Validation runs as Arize experiments — out of scope for this skill. Just describe the experiment that *would* validate each proposal: input dataset (the captured override traces), metric (agreement-with-reviewer rate), regression check.

## Output

Produce a single markdown report with this structure:

1. **Summary** — sessions analyzed, override rate, top three patterns.
2. **Rule-reality gaps** — table of clusters; for each: evidence (linked Arize sessions), proposed fix, expected effect.
3. **Precedent extraction** — top tribal knowledge found in `annotation.notes`.
4. **Proposed diffs** — unified diffs against the codebase, each with rationale and validation plan.
5. **Open questions** — patterns that need more data or are ambiguous.

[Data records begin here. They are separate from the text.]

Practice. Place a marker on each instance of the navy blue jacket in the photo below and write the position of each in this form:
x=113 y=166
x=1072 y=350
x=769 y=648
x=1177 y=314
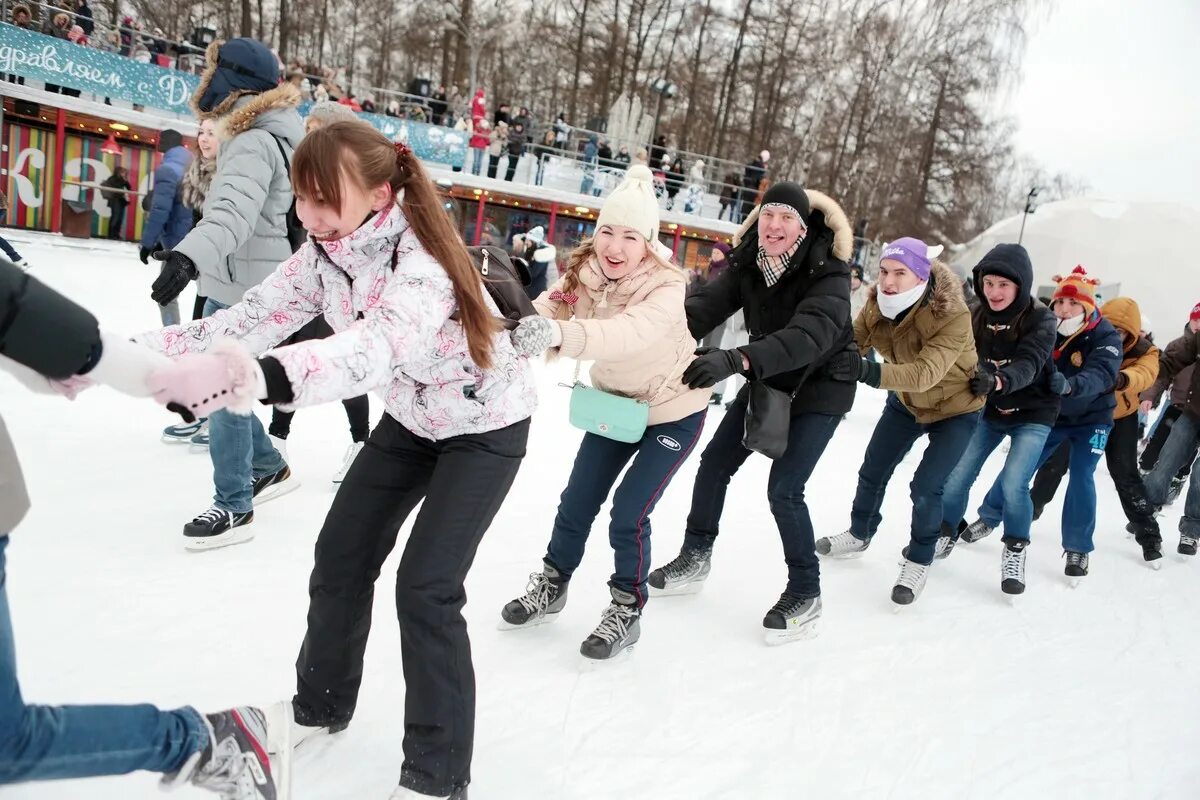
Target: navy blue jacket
x=1090 y=361
x=169 y=220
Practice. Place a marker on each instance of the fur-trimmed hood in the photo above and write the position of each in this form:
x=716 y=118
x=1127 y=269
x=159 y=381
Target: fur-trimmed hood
x=832 y=216
x=943 y=296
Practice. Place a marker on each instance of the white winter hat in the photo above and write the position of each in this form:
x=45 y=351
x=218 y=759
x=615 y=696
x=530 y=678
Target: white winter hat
x=633 y=204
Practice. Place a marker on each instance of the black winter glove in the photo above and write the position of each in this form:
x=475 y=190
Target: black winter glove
x=712 y=368
x=845 y=366
x=984 y=383
x=177 y=271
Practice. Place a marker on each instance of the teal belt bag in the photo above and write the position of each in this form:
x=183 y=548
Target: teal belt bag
x=611 y=416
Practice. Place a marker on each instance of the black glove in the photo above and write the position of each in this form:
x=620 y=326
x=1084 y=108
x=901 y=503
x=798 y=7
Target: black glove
x=984 y=383
x=712 y=368
x=845 y=366
x=177 y=271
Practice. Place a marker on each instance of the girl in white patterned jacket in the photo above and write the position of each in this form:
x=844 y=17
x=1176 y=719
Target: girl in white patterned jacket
x=412 y=320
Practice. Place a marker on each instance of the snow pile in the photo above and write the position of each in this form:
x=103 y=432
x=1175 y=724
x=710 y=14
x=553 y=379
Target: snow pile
x=1071 y=693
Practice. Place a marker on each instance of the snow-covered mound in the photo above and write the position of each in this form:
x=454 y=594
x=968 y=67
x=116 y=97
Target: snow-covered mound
x=1145 y=251
x=1086 y=693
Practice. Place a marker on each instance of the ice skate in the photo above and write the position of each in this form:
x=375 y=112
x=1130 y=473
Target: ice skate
x=910 y=583
x=217 y=528
x=234 y=763
x=276 y=485
x=184 y=432
x=976 y=530
x=1012 y=566
x=352 y=452
x=844 y=545
x=683 y=576
x=792 y=619
x=621 y=626
x=1077 y=566
x=544 y=599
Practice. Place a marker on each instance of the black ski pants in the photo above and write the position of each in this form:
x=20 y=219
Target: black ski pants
x=463 y=480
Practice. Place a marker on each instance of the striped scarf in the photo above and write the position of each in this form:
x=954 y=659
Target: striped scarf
x=773 y=266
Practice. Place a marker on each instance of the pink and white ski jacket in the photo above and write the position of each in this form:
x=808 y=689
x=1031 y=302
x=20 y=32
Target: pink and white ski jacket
x=389 y=304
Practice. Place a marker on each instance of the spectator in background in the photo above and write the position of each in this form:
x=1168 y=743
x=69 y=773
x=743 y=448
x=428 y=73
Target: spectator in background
x=114 y=193
x=84 y=19
x=438 y=104
x=169 y=220
x=516 y=149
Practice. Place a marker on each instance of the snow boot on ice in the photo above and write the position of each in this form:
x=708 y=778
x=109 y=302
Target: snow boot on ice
x=910 y=583
x=234 y=763
x=976 y=530
x=268 y=487
x=1077 y=566
x=792 y=618
x=1012 y=566
x=217 y=528
x=844 y=545
x=544 y=599
x=184 y=432
x=621 y=626
x=685 y=575
x=405 y=793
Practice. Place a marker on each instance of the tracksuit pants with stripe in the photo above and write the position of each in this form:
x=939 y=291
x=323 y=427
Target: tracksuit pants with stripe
x=657 y=458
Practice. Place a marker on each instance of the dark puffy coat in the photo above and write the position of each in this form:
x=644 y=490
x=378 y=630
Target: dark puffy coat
x=1090 y=360
x=1017 y=343
x=798 y=324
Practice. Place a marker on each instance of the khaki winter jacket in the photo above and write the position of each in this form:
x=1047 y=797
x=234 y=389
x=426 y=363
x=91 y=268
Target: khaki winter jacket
x=930 y=355
x=636 y=331
x=1140 y=362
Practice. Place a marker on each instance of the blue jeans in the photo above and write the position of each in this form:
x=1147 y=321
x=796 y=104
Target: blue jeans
x=240 y=451
x=1087 y=443
x=894 y=435
x=657 y=458
x=807 y=439
x=1017 y=512
x=1179 y=449
x=43 y=743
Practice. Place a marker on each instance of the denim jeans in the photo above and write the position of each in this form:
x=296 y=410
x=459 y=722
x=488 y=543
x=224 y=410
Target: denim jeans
x=1017 y=513
x=1087 y=443
x=1180 y=447
x=894 y=435
x=43 y=743
x=807 y=439
x=240 y=451
x=599 y=463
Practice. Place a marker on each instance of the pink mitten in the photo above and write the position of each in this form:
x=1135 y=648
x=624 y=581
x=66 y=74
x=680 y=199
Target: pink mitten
x=197 y=385
x=70 y=388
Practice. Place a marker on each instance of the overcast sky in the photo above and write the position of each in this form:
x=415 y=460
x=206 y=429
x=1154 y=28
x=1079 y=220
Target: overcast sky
x=1111 y=94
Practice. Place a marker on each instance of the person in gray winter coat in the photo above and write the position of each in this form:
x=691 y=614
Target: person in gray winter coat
x=54 y=346
x=240 y=240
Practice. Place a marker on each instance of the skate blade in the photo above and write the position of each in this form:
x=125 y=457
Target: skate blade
x=546 y=619
x=691 y=588
x=228 y=539
x=277 y=491
x=808 y=631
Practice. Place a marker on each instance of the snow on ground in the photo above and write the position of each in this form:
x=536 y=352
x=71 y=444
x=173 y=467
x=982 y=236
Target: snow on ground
x=1071 y=693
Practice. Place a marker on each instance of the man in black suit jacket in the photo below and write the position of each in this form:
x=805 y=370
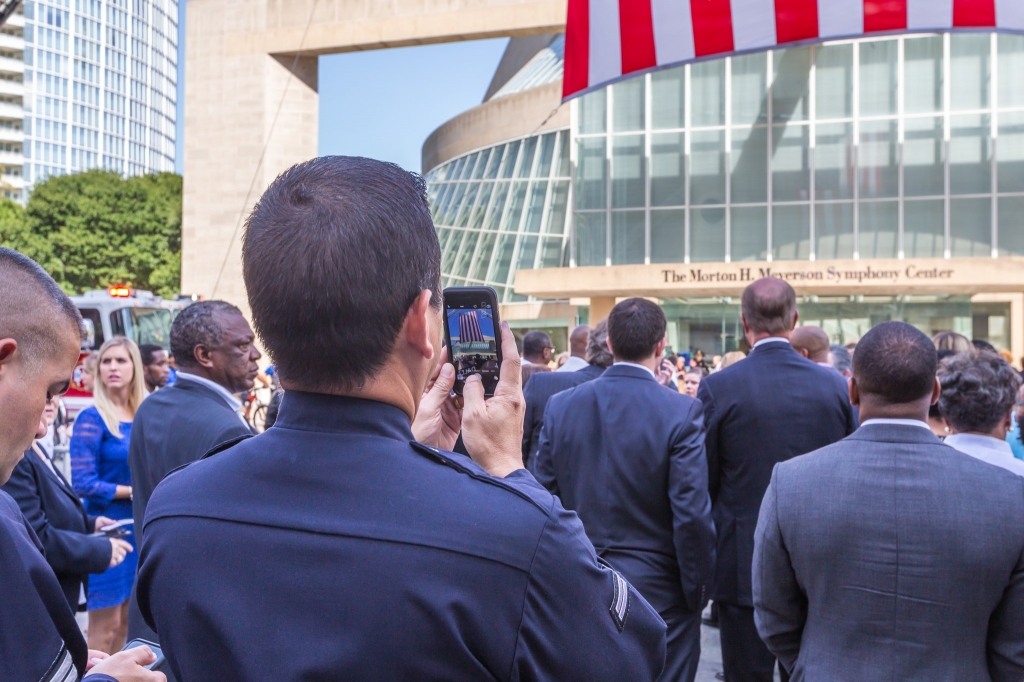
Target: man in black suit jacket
x=770 y=408
x=627 y=455
x=180 y=423
x=542 y=386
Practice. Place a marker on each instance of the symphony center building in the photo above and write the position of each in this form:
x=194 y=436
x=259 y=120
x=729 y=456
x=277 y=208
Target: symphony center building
x=882 y=177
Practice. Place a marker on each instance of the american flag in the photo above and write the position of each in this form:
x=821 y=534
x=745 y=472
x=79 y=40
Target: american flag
x=469 y=328
x=608 y=39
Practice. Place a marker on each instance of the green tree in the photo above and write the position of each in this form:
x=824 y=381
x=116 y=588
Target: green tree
x=94 y=229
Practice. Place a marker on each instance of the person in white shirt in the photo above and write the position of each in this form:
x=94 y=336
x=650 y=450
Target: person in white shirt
x=979 y=390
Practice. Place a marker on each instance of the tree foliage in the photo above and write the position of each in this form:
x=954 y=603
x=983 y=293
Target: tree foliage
x=95 y=228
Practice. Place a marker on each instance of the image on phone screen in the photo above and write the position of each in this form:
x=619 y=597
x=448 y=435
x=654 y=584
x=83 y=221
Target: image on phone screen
x=471 y=328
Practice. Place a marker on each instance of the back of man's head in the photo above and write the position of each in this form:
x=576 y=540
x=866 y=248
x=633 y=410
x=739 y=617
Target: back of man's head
x=635 y=328
x=199 y=325
x=896 y=364
x=334 y=255
x=769 y=306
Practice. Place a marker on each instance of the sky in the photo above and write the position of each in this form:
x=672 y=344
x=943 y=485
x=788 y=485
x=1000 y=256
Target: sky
x=384 y=103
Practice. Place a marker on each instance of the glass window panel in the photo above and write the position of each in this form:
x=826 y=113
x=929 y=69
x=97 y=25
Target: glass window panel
x=878 y=78
x=971 y=227
x=1011 y=225
x=547 y=151
x=508 y=165
x=482 y=259
x=1011 y=156
x=879 y=169
x=923 y=74
x=627 y=171
x=970 y=155
x=924 y=229
x=592 y=112
x=668 y=237
x=834 y=73
x=708 y=235
x=668 y=98
x=591 y=236
x=791 y=232
x=924 y=166
x=791 y=170
x=627 y=238
x=497 y=206
x=517 y=200
x=495 y=162
x=878 y=229
x=1011 y=62
x=535 y=213
x=628 y=105
x=750 y=165
x=750 y=88
x=708 y=168
x=834 y=230
x=708 y=88
x=526 y=158
x=969 y=71
x=834 y=169
x=667 y=170
x=591 y=181
x=749 y=233
x=790 y=89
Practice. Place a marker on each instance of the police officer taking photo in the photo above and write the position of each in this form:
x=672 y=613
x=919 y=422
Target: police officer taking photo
x=347 y=542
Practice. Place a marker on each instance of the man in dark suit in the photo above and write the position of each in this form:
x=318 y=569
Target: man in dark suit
x=180 y=423
x=627 y=455
x=770 y=408
x=545 y=384
x=891 y=555
x=40 y=336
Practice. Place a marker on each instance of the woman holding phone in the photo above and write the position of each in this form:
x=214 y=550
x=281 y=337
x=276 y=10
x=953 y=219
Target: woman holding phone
x=101 y=477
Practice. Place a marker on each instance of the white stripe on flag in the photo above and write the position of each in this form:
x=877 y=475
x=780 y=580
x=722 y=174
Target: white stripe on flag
x=753 y=24
x=673 y=31
x=605 y=42
x=929 y=13
x=1010 y=14
x=841 y=17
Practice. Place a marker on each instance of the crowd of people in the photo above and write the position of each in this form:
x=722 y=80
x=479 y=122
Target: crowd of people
x=572 y=526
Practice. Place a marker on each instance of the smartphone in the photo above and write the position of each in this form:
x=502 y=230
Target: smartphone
x=471 y=335
x=153 y=645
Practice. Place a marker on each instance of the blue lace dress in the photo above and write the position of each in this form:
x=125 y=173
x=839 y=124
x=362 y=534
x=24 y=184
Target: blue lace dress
x=99 y=464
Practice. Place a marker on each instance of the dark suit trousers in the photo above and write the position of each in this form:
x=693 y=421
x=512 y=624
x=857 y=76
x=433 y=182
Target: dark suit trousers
x=744 y=656
x=683 y=645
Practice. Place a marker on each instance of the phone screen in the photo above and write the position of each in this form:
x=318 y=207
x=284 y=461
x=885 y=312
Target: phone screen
x=473 y=343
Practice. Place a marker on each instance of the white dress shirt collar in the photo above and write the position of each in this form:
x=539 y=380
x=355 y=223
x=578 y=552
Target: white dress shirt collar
x=642 y=367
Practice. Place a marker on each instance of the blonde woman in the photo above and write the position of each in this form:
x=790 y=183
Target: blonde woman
x=101 y=478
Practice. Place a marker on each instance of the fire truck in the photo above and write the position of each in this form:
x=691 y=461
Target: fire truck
x=138 y=314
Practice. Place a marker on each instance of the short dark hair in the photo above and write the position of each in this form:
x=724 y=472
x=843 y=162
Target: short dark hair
x=535 y=342
x=769 y=305
x=147 y=350
x=29 y=291
x=635 y=328
x=334 y=254
x=979 y=389
x=197 y=325
x=895 y=361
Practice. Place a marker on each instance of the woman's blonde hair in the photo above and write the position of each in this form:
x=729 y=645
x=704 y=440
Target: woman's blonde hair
x=136 y=390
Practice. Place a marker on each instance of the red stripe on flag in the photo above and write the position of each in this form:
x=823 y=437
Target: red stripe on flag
x=885 y=15
x=577 y=66
x=712 y=27
x=796 y=19
x=974 y=12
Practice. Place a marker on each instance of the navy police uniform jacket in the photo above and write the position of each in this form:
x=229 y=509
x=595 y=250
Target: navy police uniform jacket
x=39 y=638
x=333 y=547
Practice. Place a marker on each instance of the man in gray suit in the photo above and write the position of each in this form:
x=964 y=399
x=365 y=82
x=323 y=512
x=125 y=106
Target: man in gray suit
x=890 y=555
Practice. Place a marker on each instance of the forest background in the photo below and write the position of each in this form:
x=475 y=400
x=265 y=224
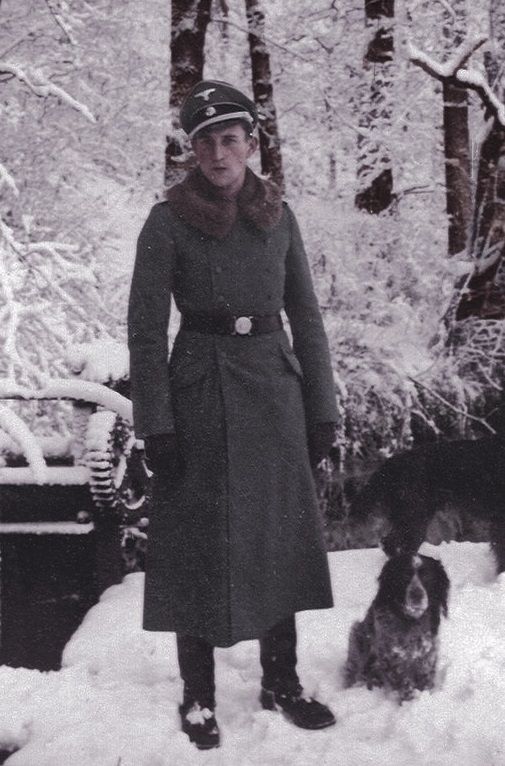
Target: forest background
x=379 y=147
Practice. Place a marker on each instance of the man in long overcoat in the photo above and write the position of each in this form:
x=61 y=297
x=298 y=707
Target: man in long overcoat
x=235 y=421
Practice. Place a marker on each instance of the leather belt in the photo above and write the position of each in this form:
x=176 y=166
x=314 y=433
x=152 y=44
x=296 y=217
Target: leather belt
x=227 y=324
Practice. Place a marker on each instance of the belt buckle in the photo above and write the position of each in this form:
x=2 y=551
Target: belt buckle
x=242 y=325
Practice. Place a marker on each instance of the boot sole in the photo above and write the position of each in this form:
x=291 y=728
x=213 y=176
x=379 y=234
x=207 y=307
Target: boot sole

Save the report to `.context-graph-mining/report-<timestamp>.md` (gitignored) and return its content as your final response.

## Constraints

- **Read-only** — this skill does not apply diffs. Output is a markdown report; humans or downstream tooling apply changes.
- **Cite evidence** — every proposed change must reference at least 3 distinct Arize sessions. If a cluster has fewer, mark it as "weak signal" rather than a proposal.
- **No fabricated patterns** — if the data does not support a finding, say so.
- **Domain-agnostic in spirit, procurement-specific in this run** — the patterns and entities (vendor, department, policy) are derived from trace structure, not hardcoded.

## Related skills

- `arize-trace` — export traces, spans, sessions.
- `arize-annotation` — read annotation configs and labels.
- `arize-dataset` / `arize-experiment` — for the validation handoff step described in Phase 4.
- `arize-link` — generate clickable links to evidence sessions for the report.